Today, Cloudflare announced it has launched post-quantum cryptography support for all websites and APIs served through its network. Essentially, this will introduce quantum computer proof encryption for all sites using Cloudflare, which accounts for 19.1% of all websites according to W3Techs.

Above all, the fact that a prominent security vendor like Cloudflare is committing to post-quantum cryptography highlights that enterprises should take the threat of malicious quantum computers seriously. 

Countdown to Y2Q: Why the time for post-quantum is now 

The announcement comes shortly after Cloudflare announced the release of the first Zero Trust SIM to secure mobile devices, and stout a $1.25 billion funding program designed to help startups scale their businesses. 

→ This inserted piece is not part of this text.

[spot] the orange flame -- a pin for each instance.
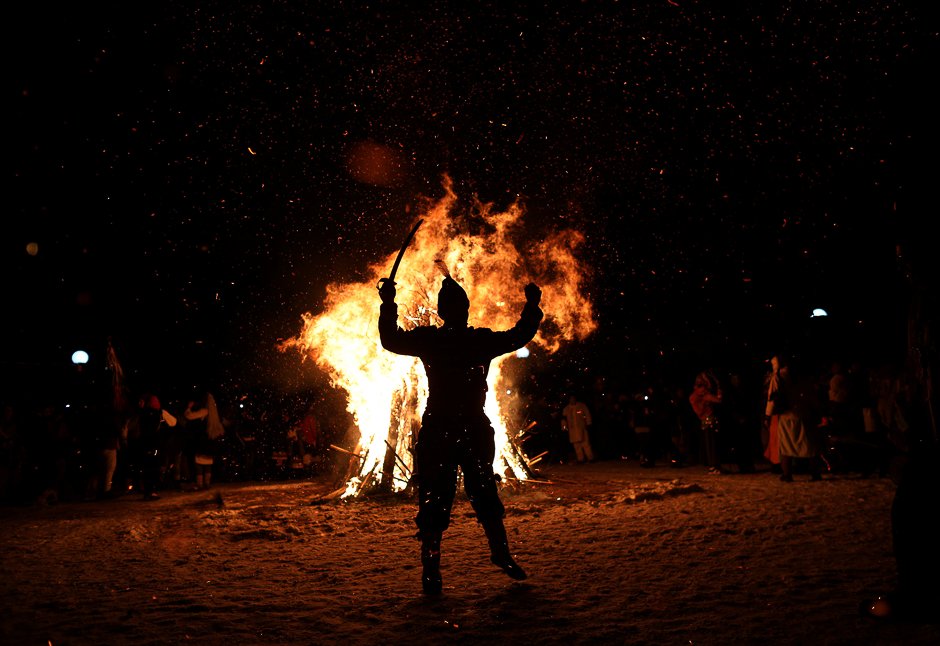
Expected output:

Now Cloudflare is the first content delivery network to support post-quantum TLS based on NIST’s chosen Cyber algorithm. While this decision may seem premature, it’s at the perfect time to prevent Harvest Now, Decrypt Later style attacks. 

Currently, threat actors and nation states can collect encrypted data with the intention to decrypt it once quantum computing advances to the level necessary to decrypt it. 

“There is an expiration date on the cryptography we use every day. It’s not easy to read, but somewhere between 15 or 40 years, a sufficiently powerful quantum computer is expected to be built that’ll be able to decrypt essentially any encrypted data on the Internet today,” wrote Cloudflare in the announcement blog post.

“Starting today, as a beta service, all websites and APIs served through Cloudflare support post-quantum hybrid key agreement. This is on by default; no need for an opt-in. This means that if your browser/app supports it, the connection to our network is also secure against any future quantum computer,” the post said. 

The post-quantum cryptography market

As quantum computers develop further, interest in post-quantum cryptography continues to grow with researchers anticipating that the post-quantum cryptography market will reach a value of $476.83 million by 2030, growing at a Compound Annual Growth Rate (CAGR) of 18.67%. 

Of course, Cloudflare isn’t the only provider taking post-quantum threats seriously. Other vendors like PQShield, which announced raising $20 million in funding earlier this year, are leveraging post-quantum cryptography to enable enterprises to develop secure cryptographic solutions for messaging platforms, apps, and mobile technologies. 

Likewise, SandboxAQ, which Alphabet spun off at the start of this year with 9 figures in funding, is combining AI and quantum computing together to offer next-generation encryption solutions. 

The vendor’s Security AQ Analyzer creates a cryptographic inventory to understand an organization’s cryptographic posture and help plan the move to post-quantum cryptography. Its Security AW Maestro solution then uses machine learning to automate the orchestration of algorithms and protocols to optimize performance for end users. 

However, Cloudflare’s widespread reach as one of the largest CDN providers in the market gives it the potential to contribute to the most widespread adoption of post-quantum cryptography yet.